Each and everyone of us who walks on this earth has been plopped down at the grand buffet that is life. It is an enormous seemingly endless table. On this table is every variety of taste, sight, sound, smell, experience, joy and sorrow. You are allowed to take whatever you can from the table – there is only one real rule is that you have to keep moving and you can’t go back to something you missed. So think carefully before you pass something up.
Now, imagine you have cptsd from childhood neglect or trauma. In essence that means you have been handed a straw. And same as anyone else you can eat from the enormous buffet that is life. The catch is, you can only taste something if it will fit through the straw.
And, initially, you are fine with this. Because to you it doesn’t seem like a restriction or a limit, it is just the way things are. It is normal. And you know that your straw can be taken away from you by anyone at any time. So you treasure it, and you think how lucky you are that you aren’t left with nothing. You might be hungry, but you won’t die of starvation. That’s a good thing. That’s enough.
You sample your way down the table. As a child you take what you can find. At first the things that fall from the table. The items that hang over the edge. Things your fingers can just reach at the edge of this massive groaning board. Some things you yearn to try, but you know they won’t fit through your straw. You don’t ask for any help because if someone notices you, they could – no they would – take your straw away. You know that for certain. So better to be silent and hang at the fringes of the crowd as you all pass by the table each taking and sampling what they can, what they like.
Years pass and you grow taller. And as you grow you can see more and more of what is on the table. And with your straw you diligently gather what you can. It doesn’t matter that it is the cold oatmeal that congeals at the edges, this is life and you have never known anything else. So you have your straw, and things are good enough. You don’t worry. You don’t want better. Because you don’t know better exists.

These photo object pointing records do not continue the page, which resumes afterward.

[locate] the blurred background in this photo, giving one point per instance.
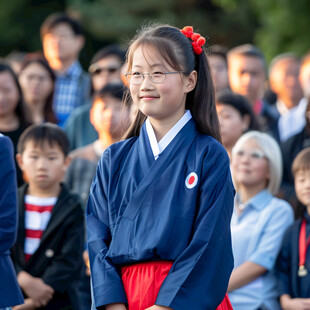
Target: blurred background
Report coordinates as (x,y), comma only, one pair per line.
(275,26)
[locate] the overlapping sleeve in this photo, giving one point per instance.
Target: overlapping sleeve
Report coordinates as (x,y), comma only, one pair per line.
(199,276)
(107,285)
(8,197)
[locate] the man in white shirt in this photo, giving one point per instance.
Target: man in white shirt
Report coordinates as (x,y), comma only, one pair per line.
(284,82)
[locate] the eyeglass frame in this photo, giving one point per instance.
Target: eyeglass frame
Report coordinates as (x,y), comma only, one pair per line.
(150,74)
(95,69)
(260,154)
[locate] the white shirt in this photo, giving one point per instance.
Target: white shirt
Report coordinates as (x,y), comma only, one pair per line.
(291,121)
(158,147)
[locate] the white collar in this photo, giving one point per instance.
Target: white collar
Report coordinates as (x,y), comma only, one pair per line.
(158,147)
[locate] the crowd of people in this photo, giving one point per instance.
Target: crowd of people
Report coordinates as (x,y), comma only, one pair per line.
(65,128)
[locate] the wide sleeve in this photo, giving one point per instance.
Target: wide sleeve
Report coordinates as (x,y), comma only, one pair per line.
(283,265)
(265,252)
(106,280)
(199,276)
(8,196)
(67,264)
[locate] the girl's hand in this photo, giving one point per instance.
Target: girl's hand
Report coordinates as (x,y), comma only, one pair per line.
(288,303)
(155,307)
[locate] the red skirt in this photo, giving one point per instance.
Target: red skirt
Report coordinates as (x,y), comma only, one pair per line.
(142,282)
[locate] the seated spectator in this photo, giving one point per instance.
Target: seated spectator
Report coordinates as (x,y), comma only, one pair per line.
(290,148)
(111,120)
(247,76)
(235,116)
(48,251)
(63,39)
(284,82)
(105,67)
(15,59)
(10,293)
(14,116)
(218,63)
(294,261)
(37,80)
(258,223)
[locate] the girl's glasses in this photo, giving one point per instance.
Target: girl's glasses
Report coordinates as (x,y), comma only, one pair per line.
(94,69)
(253,154)
(157,77)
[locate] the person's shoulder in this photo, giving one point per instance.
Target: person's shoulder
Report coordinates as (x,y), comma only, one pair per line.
(70,199)
(119,149)
(282,206)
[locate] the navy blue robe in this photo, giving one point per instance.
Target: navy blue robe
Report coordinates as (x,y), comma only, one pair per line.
(140,209)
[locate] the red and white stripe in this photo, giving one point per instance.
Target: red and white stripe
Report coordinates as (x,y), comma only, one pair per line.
(37,215)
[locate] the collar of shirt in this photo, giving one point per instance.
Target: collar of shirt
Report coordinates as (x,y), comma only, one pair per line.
(158,147)
(74,71)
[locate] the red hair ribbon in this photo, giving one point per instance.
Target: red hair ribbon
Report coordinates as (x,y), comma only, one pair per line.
(198,40)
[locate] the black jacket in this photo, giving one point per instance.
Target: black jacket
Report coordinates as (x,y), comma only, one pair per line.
(58,259)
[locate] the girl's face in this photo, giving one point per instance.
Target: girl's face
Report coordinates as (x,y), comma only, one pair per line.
(36,83)
(302,186)
(250,166)
(163,102)
(232,124)
(9,95)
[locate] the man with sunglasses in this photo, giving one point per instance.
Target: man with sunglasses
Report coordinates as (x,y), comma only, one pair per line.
(105,67)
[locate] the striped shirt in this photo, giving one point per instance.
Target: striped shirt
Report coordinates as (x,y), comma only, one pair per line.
(67,93)
(37,215)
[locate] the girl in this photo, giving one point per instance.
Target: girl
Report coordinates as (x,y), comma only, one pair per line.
(293,263)
(14,118)
(160,205)
(258,223)
(37,82)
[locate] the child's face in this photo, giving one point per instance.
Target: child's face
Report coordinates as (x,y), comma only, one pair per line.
(302,187)
(8,94)
(44,165)
(164,101)
(108,115)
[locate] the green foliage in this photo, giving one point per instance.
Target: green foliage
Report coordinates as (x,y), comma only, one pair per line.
(282,24)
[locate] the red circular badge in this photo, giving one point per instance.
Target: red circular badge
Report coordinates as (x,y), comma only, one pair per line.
(191,180)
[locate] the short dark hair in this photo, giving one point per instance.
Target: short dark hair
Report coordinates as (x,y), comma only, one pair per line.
(42,133)
(38,58)
(110,50)
(247,50)
(60,18)
(115,90)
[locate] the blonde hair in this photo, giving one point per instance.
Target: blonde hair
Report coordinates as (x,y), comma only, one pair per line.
(272,152)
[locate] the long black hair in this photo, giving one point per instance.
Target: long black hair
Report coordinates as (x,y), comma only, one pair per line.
(177,51)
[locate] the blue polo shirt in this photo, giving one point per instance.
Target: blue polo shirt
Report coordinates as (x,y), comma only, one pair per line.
(256,237)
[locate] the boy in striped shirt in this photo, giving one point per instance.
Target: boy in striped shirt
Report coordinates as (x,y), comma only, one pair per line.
(48,251)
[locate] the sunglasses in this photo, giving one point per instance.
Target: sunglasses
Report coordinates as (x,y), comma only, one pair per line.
(96,70)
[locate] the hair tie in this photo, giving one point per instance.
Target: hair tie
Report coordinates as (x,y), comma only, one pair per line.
(198,40)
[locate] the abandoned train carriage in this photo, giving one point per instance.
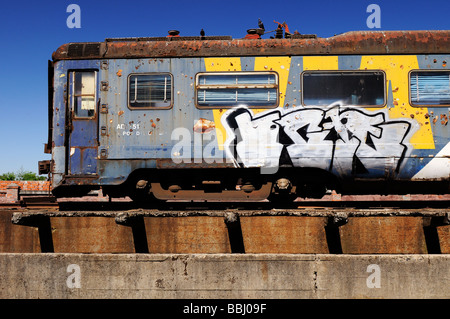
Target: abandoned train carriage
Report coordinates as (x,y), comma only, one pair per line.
(221,118)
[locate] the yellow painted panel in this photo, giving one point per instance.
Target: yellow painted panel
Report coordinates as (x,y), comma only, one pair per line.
(280,65)
(320,63)
(397,72)
(221,65)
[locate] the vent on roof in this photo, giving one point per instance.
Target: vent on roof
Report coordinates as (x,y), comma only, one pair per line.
(83,50)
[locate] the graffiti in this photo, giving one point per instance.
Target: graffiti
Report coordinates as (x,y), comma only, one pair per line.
(348,140)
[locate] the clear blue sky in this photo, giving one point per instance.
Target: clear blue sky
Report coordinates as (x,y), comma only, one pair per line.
(31,30)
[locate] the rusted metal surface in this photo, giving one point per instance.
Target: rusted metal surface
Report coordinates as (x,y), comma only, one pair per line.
(355,42)
(284,234)
(90,235)
(17,238)
(209,231)
(383,235)
(187,235)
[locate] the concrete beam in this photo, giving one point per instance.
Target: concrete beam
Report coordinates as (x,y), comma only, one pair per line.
(217,276)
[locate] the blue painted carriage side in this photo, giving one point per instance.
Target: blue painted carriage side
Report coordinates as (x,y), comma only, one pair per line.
(84,163)
(135,139)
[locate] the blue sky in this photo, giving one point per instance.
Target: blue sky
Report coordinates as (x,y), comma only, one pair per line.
(31,30)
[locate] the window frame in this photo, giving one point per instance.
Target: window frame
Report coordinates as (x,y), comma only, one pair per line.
(345,71)
(237,86)
(149,107)
(409,87)
(71,91)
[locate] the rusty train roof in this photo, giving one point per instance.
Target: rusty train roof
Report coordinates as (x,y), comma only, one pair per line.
(355,42)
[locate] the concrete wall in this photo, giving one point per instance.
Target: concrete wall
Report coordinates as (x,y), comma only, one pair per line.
(187,276)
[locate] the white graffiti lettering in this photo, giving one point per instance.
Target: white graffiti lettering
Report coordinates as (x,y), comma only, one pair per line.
(347,139)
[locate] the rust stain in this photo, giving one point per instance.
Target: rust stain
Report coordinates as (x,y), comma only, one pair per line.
(355,42)
(204,126)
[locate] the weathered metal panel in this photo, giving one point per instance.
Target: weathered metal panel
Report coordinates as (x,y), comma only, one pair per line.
(17,238)
(383,235)
(192,235)
(90,235)
(284,234)
(356,42)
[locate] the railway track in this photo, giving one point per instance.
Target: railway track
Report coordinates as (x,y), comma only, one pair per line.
(328,202)
(350,226)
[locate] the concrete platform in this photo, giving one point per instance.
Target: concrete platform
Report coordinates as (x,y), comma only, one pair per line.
(230,276)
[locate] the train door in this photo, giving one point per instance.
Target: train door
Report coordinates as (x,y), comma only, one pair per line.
(82,123)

One day though you notice that not everyone has a straw. Most people have these large vessels they call plates if they are flat or bowls if they are round. Some people have long metal skewers they use to reach the tastiest things that sit at the farthest distance. Some folk just grab from the table with huge hands shoving indiscriminately whatever they can grasp into their mouth.
Then you notice more. There are groups that seem to roam the table together. The bigger people help those smaller to reach things. They even let the little people ride on their shoulders so they can see more. Some people march by with massive platters heaped high with only one thing, some have loaded baskets to feed others and some have sampled nearly everything on the table.
You suddenly realize you have a straw and how limited it is. Looking back along the table now you can see that it fades into the horizon. The table was heaped with variety and pleasures that you never imagined. It doesn’t matter that you know much of it could never have fit through your straw, even if you had known it was there, it is the knowledge of how limited you are that threatens to break you.
So you stand at a crux. Do you quit the table? Do you continue in the knowledge of all the life you will never taste while you only have a straw? Or, do you risk it all to ask for better?